NON C’È PIÙ TEMPO. Si sta morendo di fame, di malattie e di stenti. Eppure, secondo un sondaggio dell’emittente Channel 13, oltre la metà degli israeliani è contrario all’ingresso degli aiuti umanitari nella Striscia. Il 53% per la precisione. E nel campione erano inclusi anche i cittadini palestinesi che vivono in Israele (il 20% della popolazione), al contrario il dato sarebbe stato più schiacciante. E disgustoso. «Non voglio spiegare l’esito del sondaggio ai miei figli», ha scritto su X Ayman Odeh, il parlamentare arabo-israeliano che è stato portato via di peso dalla Knesset dopo aver dichiarato dai microfoni dell’aula che Israele ha ammazzato 19mila bambini e 53mila persone.
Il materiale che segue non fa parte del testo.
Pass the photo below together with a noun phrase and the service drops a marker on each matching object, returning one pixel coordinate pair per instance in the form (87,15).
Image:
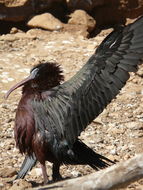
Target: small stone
(45,21)
(80,17)
(8,172)
(13,30)
(21,184)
Truppe israeliane nel campo profughi di Jenin, in Cisgiordania
Truppe israeliane nel campo profughi di Jenin, in Cisgiordania foto Epa /Alaa Badarneh

IERI SERA il premier Netanyahu in conferenza stampa è tornato a parlare dei piani militari per Gaza, ripetendo che la Striscia sarà totalmente occupata dall’esercito. I militari stanno emettendo ordini di evacuazione per i residenti del nord, a cui impongono di spostarsi verso sud, con la forza delle bombe, dei carri armati e della fame. Il premier ha dichiarato che la distribuzione degli aiuti si svolgerà in tre fasi. Prima l’accesso sarà consentito con il supporto delle Nazioni unite (cosa che ha già promesso nei giorni scorsi ma che al momento non avviene); poi la gestione dei beni umanitari passerà alla fondazione statunitense e, infine, i palestinesi verranno nuovamente sfollati in una «zona sterile». Ha aggiunto che la guerra potrebbe finire solo in un caso, con i palestinesi cacciati da Gaza: «Tutti gli ostaggi restituiti, la leadership di Hamas esiliata da Gaza e disarmata, e poi l’attuazione del piano Trump».

Intanto ieri, dall’alba al tramonto, le bombe hanno ucciso almeno 82 palestinesi. Tante famiglie e tanti bambini.